Według danych Polskiego Stowarzyszenia Inwestorów Kapitałowych, wówczas było to blisko 0,7 mld euro. Na dokładne dane PSIK dotyczące 2008 r. trzeba jeszcze poczekać.
Specjaliści z Deloitte nie podejmują się prognozowania wartości inwestycji funduszy PE w Polsce w tym roku.
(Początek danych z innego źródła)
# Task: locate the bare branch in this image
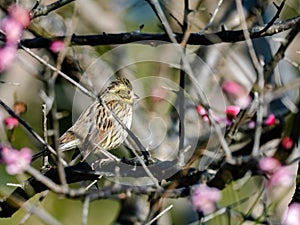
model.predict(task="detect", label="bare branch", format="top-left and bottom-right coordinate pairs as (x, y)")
top-left (31, 0), bottom-right (75, 19)
top-left (20, 15), bottom-right (300, 48)
top-left (257, 0), bottom-right (286, 35)
top-left (264, 21), bottom-right (300, 81)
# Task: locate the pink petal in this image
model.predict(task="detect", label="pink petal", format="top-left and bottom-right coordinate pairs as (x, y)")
top-left (267, 166), bottom-right (294, 188)
top-left (248, 121), bottom-right (256, 129)
top-left (4, 117), bottom-right (19, 129)
top-left (236, 95), bottom-right (251, 109)
top-left (283, 203), bottom-right (300, 225)
top-left (196, 105), bottom-right (209, 122)
top-left (265, 114), bottom-right (276, 126)
top-left (1, 146), bottom-right (32, 175)
top-left (259, 157), bottom-right (281, 174)
top-left (226, 105), bottom-right (240, 121)
top-left (281, 137), bottom-right (294, 150)
top-left (19, 148), bottom-right (33, 161)
top-left (191, 185), bottom-right (222, 214)
top-left (0, 45), bottom-right (17, 71)
top-left (8, 4), bottom-right (31, 28)
top-left (1, 18), bottom-right (23, 44)
top-left (50, 40), bottom-right (65, 52)
top-left (222, 81), bottom-right (244, 95)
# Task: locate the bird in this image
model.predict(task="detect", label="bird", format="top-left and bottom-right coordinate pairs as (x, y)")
top-left (58, 77), bottom-right (135, 161)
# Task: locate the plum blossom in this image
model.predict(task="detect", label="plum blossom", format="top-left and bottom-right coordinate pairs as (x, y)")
top-left (259, 157), bottom-right (294, 188)
top-left (222, 81), bottom-right (251, 109)
top-left (226, 105), bottom-right (240, 121)
top-left (0, 146), bottom-right (32, 175)
top-left (8, 4), bottom-right (31, 28)
top-left (1, 18), bottom-right (23, 44)
top-left (4, 117), bottom-right (19, 129)
top-left (248, 120), bottom-right (256, 129)
top-left (49, 40), bottom-right (65, 52)
top-left (222, 81), bottom-right (246, 95)
top-left (281, 137), bottom-right (294, 150)
top-left (259, 157), bottom-right (281, 174)
top-left (267, 166), bottom-right (294, 188)
top-left (196, 105), bottom-right (240, 125)
top-left (3, 102), bottom-right (27, 129)
top-left (265, 114), bottom-right (276, 126)
top-left (0, 4), bottom-right (30, 71)
top-left (191, 184), bottom-right (222, 214)
top-left (196, 105), bottom-right (209, 122)
top-left (283, 203), bottom-right (300, 225)
top-left (0, 45), bottom-right (17, 71)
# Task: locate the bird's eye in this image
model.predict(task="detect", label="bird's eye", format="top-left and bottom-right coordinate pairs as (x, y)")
top-left (127, 90), bottom-right (131, 95)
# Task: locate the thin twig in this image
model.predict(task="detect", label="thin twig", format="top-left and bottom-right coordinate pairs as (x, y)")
top-left (235, 0), bottom-right (264, 157)
top-left (20, 45), bottom-right (97, 99)
top-left (42, 104), bottom-right (49, 168)
top-left (252, 95), bottom-right (264, 156)
top-left (285, 56), bottom-right (300, 70)
top-left (47, 8), bottom-right (79, 192)
top-left (199, 0), bottom-right (224, 33)
top-left (19, 191), bottom-right (49, 225)
top-left (235, 0), bottom-right (262, 78)
top-left (145, 204), bottom-right (173, 225)
top-left (264, 20), bottom-right (300, 81)
top-left (82, 196), bottom-right (90, 225)
top-left (31, 0), bottom-right (75, 18)
top-left (25, 166), bottom-right (65, 194)
top-left (21, 200), bottom-right (62, 225)
top-left (257, 0), bottom-right (286, 35)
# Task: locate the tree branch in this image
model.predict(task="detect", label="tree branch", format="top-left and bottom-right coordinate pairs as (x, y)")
top-left (264, 18), bottom-right (300, 81)
top-left (20, 15), bottom-right (300, 48)
top-left (31, 0), bottom-right (75, 19)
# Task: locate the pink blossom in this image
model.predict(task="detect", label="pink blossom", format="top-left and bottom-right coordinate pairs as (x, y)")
top-left (1, 147), bottom-right (32, 175)
top-left (226, 105), bottom-right (240, 121)
top-left (235, 95), bottom-right (251, 109)
top-left (191, 184), bottom-right (222, 214)
top-left (267, 166), bottom-right (294, 188)
top-left (283, 203), bottom-right (300, 225)
top-left (259, 157), bottom-right (281, 174)
top-left (49, 40), bottom-right (65, 52)
top-left (265, 114), bottom-right (276, 126)
top-left (196, 105), bottom-right (209, 122)
top-left (222, 81), bottom-right (244, 95)
top-left (196, 105), bottom-right (206, 115)
top-left (248, 120), bottom-right (256, 129)
top-left (281, 137), bottom-right (294, 150)
top-left (0, 45), bottom-right (17, 71)
top-left (222, 81), bottom-right (251, 109)
top-left (1, 17), bottom-right (23, 44)
top-left (4, 116), bottom-right (18, 129)
top-left (8, 4), bottom-right (31, 28)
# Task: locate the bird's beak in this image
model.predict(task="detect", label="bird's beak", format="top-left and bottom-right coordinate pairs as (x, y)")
top-left (134, 93), bottom-right (139, 100)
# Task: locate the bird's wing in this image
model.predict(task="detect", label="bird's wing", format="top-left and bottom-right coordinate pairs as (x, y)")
top-left (59, 101), bottom-right (113, 153)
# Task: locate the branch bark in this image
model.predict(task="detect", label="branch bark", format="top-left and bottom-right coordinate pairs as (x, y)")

Twierdzą, że liczba transakcji powinna wzrosnąć, choć będą one opiewały na mniejsze sumy.– Sukcesywnie zmniejsza się luka cenowa, czyli rozbieżność w oczekiwaniach funduszy PE i właścicieli firm co do ceny, za jaką fundusz miałby kupić udziały w przedsiębiorstwie.
To zwiększa prawdopodobieństwo, że strony się porozumieją – tłumaczy Agnieszka Zielińska, menedżer w dziale doradztwa finansowego w Deloitte. – Równocześnie poziom wycen, o jakich rozmawiają obie strony, się obniżył, podążając chociażby za wycenami giełdowymi spółek – dodaje Oliver Murphy, partner w tym samym dziale Deloitte.
Wygląda na to, że fundusze będą miały do wydania dość dużo pieniędzy. Monika Morali-Efinowicz, dyrektor zarządzająca funduszu Advent International, szacuje, że tylko główni gracze działający na naszym rynku mogą mieć na inwestycje w Polsce 1,5 mld euro. – Do tego można doliczyć około 1 mld euro z funduszy, które nie mają biur w Polsce – dodaje.
Advent International w 2008 r. nie wszedł w żadną polską firmę. – W tym roku chcemy dokonać na pewno jednej inwestycji, a mam nadzieję, że udadzą się nawet dwie – mówi Monika Morali-Efinowicz.Przedstawiciele branży i specjaliści z Deloitte twierdzą, że w czasie kryzysu i zamrożenia akcji kredytowej przez banki, fundusze PE stanowią dla spółek istotne źródło pozyskania kapitału na rozwój, a często na przetrwanie. Zaznaczają jednak, że to same firmy powinny szukać inwestorów wśród funduszy. I to zawczasu.